I'd like to know how a deformation value of a hypothetical repulsive F-D will be calculated in the Peak-Force tapping mode (QNM mode). Since the cantilever never comes in contact with a the sample (or at least not during a minimal deflection value, from where "deformation" is extracted) I dont see how to get this mechanical property.

How do you define the contact point, e.g Tip-sample distance = 0 for repulsive force curves.

These curves could occur in liquid in low electrolyte buffers (no screening effect) and by an interaction btw. a negatively charged tip and a negatively charged surface.

Lets start with the first part of your question. Bede's Applications note#138 (under "Bruker media" on top of page) has a diagram explaining the various parameters that can get extracted. I am not sure if I understand you correctly but why you think that the tip never contacts the surface? If the tip indeed never contacts the surface one could not measure nanomechanical properties. In order to accurately measure e.g. sample modulus the tip indeed has to indent the sample a few nm.

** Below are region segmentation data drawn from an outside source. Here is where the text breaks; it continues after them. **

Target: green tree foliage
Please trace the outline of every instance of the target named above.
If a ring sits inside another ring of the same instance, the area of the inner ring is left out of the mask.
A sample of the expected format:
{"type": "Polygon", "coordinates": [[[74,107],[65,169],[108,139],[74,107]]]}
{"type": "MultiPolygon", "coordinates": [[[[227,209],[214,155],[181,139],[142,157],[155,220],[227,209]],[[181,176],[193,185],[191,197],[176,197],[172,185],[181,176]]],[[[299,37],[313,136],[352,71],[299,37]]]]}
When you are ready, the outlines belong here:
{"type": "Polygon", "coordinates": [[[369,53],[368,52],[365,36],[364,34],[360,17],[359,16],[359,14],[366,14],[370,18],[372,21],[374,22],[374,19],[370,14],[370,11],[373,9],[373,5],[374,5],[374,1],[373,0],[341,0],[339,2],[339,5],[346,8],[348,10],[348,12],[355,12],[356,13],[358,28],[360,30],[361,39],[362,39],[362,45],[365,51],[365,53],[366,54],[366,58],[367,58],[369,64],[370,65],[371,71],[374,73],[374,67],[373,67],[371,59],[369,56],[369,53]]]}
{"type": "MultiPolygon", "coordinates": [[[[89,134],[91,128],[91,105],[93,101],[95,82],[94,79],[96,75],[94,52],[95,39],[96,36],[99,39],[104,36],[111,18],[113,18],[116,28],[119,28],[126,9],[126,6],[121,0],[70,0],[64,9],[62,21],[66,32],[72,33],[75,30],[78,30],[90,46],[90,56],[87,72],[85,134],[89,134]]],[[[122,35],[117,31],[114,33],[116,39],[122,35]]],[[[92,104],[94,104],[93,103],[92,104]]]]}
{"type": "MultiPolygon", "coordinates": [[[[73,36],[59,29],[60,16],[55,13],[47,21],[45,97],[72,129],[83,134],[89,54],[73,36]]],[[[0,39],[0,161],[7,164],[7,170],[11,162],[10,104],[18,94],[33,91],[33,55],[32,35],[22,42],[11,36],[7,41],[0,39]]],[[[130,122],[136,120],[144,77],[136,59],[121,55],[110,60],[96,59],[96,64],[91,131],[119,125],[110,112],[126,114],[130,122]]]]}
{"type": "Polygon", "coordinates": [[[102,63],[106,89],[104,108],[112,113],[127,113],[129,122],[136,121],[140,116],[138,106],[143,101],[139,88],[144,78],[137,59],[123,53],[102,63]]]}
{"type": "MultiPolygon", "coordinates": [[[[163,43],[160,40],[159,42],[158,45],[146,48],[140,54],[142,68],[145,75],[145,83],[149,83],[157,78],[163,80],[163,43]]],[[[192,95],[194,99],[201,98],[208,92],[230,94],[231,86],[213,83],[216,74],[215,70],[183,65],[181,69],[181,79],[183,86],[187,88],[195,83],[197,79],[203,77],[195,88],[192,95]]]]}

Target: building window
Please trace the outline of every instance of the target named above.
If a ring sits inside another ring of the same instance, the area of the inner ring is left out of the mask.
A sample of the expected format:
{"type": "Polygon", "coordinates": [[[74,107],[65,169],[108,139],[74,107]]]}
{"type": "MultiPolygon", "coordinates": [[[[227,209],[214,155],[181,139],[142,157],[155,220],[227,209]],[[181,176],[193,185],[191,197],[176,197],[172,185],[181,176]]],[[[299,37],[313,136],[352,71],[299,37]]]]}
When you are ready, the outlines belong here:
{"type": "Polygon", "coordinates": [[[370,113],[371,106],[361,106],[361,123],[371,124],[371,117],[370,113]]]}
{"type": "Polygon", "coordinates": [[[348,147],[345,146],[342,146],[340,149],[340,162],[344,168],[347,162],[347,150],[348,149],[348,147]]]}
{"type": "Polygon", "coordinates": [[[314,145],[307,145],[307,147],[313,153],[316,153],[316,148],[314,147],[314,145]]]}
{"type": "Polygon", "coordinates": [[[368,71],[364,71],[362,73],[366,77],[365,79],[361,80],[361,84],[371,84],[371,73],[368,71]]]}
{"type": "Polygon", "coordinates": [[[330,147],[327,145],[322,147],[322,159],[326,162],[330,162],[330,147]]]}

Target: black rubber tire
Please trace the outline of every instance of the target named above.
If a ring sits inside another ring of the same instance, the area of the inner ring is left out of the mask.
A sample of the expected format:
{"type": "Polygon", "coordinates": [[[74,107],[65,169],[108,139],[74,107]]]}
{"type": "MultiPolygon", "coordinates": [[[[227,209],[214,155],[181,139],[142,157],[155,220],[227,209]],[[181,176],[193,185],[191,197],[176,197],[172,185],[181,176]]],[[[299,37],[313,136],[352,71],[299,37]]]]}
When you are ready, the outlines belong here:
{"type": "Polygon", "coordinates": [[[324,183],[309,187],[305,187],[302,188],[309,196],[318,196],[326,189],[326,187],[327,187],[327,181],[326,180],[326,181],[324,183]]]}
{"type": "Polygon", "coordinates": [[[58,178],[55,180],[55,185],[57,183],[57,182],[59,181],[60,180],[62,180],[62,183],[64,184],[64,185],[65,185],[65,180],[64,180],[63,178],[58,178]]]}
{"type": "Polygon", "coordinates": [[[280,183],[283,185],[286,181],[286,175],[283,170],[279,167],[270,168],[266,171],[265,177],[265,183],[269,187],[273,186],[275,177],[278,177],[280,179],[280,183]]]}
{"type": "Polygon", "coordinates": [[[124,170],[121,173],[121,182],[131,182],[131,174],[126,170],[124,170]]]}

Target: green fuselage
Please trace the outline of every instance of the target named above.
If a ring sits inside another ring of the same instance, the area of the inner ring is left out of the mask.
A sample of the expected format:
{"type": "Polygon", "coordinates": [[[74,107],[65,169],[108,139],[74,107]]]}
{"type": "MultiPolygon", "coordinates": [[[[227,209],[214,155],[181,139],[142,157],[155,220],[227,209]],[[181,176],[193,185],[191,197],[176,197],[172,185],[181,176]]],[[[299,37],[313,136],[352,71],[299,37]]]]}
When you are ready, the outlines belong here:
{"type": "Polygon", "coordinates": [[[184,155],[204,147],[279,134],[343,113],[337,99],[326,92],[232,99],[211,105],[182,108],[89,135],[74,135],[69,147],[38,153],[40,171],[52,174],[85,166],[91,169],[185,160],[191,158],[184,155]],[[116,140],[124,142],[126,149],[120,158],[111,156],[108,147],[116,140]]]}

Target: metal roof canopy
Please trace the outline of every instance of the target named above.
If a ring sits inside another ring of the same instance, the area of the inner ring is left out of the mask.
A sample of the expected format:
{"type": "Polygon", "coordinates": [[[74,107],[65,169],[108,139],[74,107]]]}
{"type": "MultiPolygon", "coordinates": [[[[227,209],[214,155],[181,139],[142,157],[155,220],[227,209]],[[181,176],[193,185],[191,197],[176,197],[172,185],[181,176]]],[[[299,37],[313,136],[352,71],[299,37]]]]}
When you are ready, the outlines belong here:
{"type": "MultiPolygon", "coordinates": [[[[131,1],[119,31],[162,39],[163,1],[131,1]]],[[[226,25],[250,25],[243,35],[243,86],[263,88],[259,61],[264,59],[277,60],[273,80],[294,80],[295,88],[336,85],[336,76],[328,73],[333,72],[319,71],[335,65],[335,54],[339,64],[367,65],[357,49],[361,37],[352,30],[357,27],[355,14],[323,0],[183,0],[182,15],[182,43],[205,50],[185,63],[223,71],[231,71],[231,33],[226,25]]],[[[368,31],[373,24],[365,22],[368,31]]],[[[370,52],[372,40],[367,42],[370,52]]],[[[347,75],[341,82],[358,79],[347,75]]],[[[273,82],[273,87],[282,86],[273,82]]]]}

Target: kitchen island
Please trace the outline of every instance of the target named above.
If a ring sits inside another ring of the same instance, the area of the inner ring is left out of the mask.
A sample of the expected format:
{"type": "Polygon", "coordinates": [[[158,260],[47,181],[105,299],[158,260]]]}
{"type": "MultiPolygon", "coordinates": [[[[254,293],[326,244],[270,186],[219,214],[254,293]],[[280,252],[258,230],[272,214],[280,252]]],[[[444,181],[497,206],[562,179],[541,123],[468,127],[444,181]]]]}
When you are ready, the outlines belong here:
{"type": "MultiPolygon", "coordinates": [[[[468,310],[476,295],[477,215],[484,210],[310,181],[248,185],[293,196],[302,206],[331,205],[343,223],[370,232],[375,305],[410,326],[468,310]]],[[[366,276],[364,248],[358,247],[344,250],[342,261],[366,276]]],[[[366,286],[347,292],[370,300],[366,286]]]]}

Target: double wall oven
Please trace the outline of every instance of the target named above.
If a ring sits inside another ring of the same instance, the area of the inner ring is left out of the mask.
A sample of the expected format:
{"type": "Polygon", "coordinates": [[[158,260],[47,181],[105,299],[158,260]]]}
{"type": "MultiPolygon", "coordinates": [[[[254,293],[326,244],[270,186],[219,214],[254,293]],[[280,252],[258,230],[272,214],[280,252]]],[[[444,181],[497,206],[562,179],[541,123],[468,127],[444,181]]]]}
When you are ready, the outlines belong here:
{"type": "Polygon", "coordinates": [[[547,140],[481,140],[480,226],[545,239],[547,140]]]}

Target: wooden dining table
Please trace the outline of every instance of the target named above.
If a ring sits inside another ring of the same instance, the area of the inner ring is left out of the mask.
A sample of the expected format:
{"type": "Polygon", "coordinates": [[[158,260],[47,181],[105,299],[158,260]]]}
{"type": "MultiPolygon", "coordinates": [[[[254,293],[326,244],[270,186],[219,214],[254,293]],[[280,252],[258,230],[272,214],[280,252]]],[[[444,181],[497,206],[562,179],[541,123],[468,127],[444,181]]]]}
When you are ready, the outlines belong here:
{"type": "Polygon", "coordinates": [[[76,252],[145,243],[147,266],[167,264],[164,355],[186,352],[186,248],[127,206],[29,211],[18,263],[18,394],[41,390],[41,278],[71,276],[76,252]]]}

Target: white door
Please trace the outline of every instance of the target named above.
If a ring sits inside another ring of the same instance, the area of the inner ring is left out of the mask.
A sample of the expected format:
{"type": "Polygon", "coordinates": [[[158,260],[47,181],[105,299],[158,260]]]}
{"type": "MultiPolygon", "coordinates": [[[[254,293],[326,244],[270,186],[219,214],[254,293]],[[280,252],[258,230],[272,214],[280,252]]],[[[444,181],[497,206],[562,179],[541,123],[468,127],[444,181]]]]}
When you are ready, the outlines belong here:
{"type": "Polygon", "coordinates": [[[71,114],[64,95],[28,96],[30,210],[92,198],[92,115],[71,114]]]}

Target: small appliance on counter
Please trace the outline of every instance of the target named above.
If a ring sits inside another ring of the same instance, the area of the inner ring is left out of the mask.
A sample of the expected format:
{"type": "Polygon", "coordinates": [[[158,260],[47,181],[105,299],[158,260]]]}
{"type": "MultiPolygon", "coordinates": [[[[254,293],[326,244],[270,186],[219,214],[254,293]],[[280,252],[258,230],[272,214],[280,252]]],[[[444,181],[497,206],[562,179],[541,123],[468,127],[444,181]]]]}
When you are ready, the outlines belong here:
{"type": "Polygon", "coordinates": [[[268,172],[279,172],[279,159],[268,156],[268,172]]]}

Well, the value for the deformation is extracted at about 10% of the peak force (depending of the deformation fit region), at which - when assuming no attractive forces are present - the tip is not in contact with the surface. Repulsion is due DLVO forces (double layer repulsion etc) at large distance or non-DLVO forces at small distances (<5nm). The sample will be definitely deformed, but in order to extract a deformation value as schemed by the manual you need to know tip-sample distance and therefore a contact point.

In cases such as the one that you describe, it is difficult to determine the true deformation. The simple algorithm that we use to calculate the deformation may not match the true deformation, but it has the advantages that it is easy to describe and calculate in real-time. As the application note states:

"Maximum sample deformation is calculated from the difference in separation from the point where the force is zero to the peak force point along the approach curve (see figure 1(iv)). There may be some error in this measurement due to the fact that the tip first contacts the surface at the jump-to-contact point (figure 1(i), point B) rather than at the zero crossing."

Actually, there is an additional parameter, "Deformation Force Level", that allows you to choose the % force (on the approach curve) where the deformation will be calculated (described in the online help). The deformation is just the difference in separation between that point and the peak force.

As you say, DLVO forces will provide an additional complication, but maybe you can choose the deformation force level to be higher than the maximum force from the DLVO repulsion?

If you want to apply your own algorithm to get a better estimate of teh deformation, you could use matlab with the matlab toolbox provided in Nanoscope Analysis v1.40r3 or later. Please let us know if you find a better algorithm!